GW Bush and "Law and Order?"

It was just announced that Bush has commuted "Scooter" Libby's prison sentence for stonewalling it for Cheney and the administration during his recent trial. According to the initial reports Scooter will still have to pay his $250,000 fine (not a problem since he is rich) and be on probation(so he may not be able to engage in dirty tricks during the 2008 campaign).

There are a number of ways to look a this development. Scooter will not join the more than two million people in U.S. jails and prisons, thus providing a few less dollars (very few) for the prison industrial complex. After seven years of shelving its pledge to give the nation "compassionate conservatism", the administration has finally applied that old bromide to one of its own. Bush has certainly shown compassion for those who engage in criminal conduct that serves his administration.

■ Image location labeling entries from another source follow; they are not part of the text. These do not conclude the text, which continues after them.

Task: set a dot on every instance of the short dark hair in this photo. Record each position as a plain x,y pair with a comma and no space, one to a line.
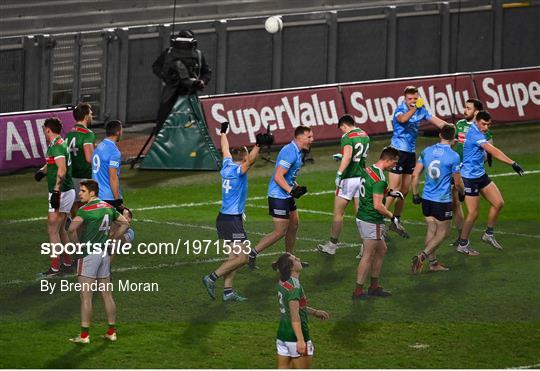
476,103
448,131
389,153
238,153
284,266
301,130
81,111
347,120
112,128
54,124
483,115
91,185
410,90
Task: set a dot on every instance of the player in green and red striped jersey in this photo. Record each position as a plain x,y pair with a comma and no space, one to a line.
80,142
294,346
96,218
61,194
472,107
370,222
354,150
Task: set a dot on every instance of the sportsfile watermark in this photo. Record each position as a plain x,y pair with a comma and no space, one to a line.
116,247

But I am not what conservatives like to call a "bleeding heart liberal." I am outraged as everyone, conservatives particularly, should be by this act, which shows contempt for the judicial process generally and the federal judiciary particularly. All through the nineteenth century, conservatives repeated "this is a government of laws, not a government of men" as a sort of mantra against expanding government power and political corruption. I wonder if one will hear that now?

This is the sort of thing that the delegates who wrote and ratified the U.S. constitution had in mind when they considered criteria for impeachment. Executive officers who ignored or countermanded the actions of duly constituted legislative and judicial bodies, particularly when criminal acts directly related to the affairs of state were involved.

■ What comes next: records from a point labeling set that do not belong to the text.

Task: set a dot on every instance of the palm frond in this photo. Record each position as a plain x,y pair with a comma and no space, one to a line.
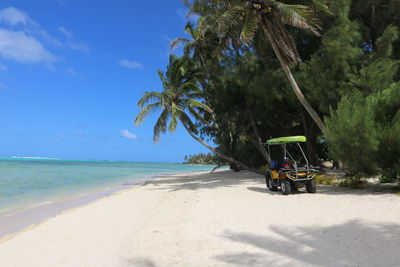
178,42
192,103
250,27
174,120
298,16
145,111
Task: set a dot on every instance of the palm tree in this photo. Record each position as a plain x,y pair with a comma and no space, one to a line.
177,102
246,20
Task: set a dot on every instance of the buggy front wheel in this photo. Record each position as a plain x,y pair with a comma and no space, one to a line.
311,187
286,187
270,183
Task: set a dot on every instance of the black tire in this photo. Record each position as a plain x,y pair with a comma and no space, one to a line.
286,187
269,182
311,187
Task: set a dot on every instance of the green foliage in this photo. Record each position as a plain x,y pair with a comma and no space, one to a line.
353,182
352,134
350,75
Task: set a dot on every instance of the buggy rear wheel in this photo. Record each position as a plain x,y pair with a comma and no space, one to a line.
286,187
311,187
269,182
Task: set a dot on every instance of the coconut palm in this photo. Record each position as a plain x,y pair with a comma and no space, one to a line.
178,102
245,21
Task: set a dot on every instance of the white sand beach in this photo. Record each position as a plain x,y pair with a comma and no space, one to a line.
219,219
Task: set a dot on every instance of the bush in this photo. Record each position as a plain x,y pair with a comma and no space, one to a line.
352,135
353,182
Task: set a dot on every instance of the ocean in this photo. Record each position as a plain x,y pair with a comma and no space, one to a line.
26,183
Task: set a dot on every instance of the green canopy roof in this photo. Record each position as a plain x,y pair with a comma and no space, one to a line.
285,140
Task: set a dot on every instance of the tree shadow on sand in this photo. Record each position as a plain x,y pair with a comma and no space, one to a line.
254,181
350,244
206,180
378,189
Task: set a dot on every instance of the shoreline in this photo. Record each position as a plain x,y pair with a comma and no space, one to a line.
18,220
219,219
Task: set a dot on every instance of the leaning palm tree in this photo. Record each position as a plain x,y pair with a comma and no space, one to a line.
247,20
178,102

Now, Bush has the power to pardon people or commute their sentences. Bill Clinton, one should remember, was attacked by conservatives and others for commuting the sentences of people whos had already served time, for various criminal activities, mostly involving corruption and fraud.

But Bush today has commuted the sentence of one of his administration's operatives for clearly obstructing justice in a case in which the administration sought to intimidate an important critic of its war policy by compromising the security of his wife. For this administration, even the lives of CIA agents mean little, if they are wives of its perceived enemies, and loyalty of the kind that G. Gordon Liddy, John Mitchell, et al showed during the early stages of the Watergate conspiracy, is good enough to get your sentence commuted after you are convicted but before you go to jail (it did Liddy and Mitchell little good, even though G. Gordon went on to a lucrative career as a wild and whooly right-wing talk radio figure and bit actor after his release).

Nixon richly deserved to be impeached and escaped it only by resigning. This act should stir up the public to demand Bush's impeachment and Congress should move immediately to institute impeachment procedures.

The alternative is to watch passively as the administration crudely places loyally to itself above the law, which is of course a major foundation of tyranny and dictatorship everywhere.